The programme aims:
- to provide graduates with a strong mathematical background with the necessary to apply their expertise to the solution of real finance problems.
- to provide students with a systematic understanding of core areas in mathematical models, techniques, numerical methods and data analysis in finance as well as source advanced topics in one or more of these areas.
- to develop the skills to formulate problems from a description in financial language; carry out relevant mathematical and/or statistical analysis; develop an appropriate numerical scheme and/or statistics algorithm and present and interpret these results.
- to lay the foundation for further research or for a career as a quantitative analyst
The MSc course provides access to state of the art developments in stochastic analysis, stochastic control, numerical methods, mathematical modelling, partial differential equations, statistics, machine learning and their financial applications.

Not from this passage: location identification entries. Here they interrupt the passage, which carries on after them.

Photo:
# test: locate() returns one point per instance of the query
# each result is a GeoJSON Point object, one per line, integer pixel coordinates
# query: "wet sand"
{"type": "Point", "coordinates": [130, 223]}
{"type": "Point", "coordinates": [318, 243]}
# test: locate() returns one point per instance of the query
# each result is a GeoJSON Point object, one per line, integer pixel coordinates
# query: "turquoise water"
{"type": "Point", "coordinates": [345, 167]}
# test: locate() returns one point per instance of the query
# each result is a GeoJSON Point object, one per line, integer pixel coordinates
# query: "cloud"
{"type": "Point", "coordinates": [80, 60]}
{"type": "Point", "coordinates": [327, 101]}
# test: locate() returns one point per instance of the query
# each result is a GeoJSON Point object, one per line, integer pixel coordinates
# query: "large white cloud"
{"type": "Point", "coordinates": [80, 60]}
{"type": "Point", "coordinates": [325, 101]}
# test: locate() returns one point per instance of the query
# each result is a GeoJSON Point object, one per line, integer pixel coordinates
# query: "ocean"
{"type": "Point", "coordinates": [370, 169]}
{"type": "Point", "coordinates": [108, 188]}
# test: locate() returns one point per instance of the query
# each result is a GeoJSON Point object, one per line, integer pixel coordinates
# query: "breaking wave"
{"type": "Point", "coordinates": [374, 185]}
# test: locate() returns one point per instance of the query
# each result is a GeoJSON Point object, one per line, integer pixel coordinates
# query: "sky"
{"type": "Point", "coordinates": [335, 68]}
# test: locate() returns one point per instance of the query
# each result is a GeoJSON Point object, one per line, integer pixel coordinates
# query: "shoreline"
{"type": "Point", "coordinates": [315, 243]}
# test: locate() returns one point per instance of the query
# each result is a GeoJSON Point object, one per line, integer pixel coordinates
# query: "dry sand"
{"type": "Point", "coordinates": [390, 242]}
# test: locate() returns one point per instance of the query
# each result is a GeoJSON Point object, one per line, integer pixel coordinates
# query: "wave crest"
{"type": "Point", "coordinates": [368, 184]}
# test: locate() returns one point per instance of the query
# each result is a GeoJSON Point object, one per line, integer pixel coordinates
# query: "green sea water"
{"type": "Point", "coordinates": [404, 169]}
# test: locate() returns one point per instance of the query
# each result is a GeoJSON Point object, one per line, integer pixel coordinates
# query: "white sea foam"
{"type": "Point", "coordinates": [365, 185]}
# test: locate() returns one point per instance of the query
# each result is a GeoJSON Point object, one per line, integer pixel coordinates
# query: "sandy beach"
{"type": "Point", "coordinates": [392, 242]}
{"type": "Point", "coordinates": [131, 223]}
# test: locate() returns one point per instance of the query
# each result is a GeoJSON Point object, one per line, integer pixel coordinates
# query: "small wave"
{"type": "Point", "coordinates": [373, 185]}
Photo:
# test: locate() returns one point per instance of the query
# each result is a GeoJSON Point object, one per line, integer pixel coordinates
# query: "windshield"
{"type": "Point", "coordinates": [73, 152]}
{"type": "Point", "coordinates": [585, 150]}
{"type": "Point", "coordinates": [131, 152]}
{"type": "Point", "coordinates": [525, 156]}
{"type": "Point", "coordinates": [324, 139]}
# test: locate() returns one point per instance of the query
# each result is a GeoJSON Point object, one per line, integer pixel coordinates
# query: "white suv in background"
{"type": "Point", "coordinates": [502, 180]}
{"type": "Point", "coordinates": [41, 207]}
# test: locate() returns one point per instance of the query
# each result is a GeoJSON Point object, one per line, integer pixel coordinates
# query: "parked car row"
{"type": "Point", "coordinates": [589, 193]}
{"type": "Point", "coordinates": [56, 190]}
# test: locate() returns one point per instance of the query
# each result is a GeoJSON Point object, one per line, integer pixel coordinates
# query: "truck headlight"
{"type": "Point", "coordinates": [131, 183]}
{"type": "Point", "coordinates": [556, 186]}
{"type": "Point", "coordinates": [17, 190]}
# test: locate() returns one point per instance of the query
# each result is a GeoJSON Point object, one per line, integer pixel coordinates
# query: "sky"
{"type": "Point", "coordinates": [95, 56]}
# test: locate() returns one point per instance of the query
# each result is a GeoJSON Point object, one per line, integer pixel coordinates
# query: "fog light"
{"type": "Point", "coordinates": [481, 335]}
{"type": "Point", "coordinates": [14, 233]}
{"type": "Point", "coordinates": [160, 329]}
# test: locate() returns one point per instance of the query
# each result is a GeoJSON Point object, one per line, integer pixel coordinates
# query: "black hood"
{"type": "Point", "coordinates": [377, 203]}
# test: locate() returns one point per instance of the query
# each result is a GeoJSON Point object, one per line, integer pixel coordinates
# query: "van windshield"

Please see the MSc Mathematical and Computational Finance webpage at Graduate Admissions for application deadlines
Our graduates have been recruited by prominent companies such as Barclays Capital, BNP Paribas, Citigroup, Credit Suisse, Deutsche Bank, Goldman Sachs, JP Morgan, KCG, Man-Group, Morgan Stanley, Nomura, Royal Bank of Scotland, Société Géneral, Squarepoint Capital, Systematica, UBS.
Many of our past students have progressed to PhD-level studies at leading universities worldwide.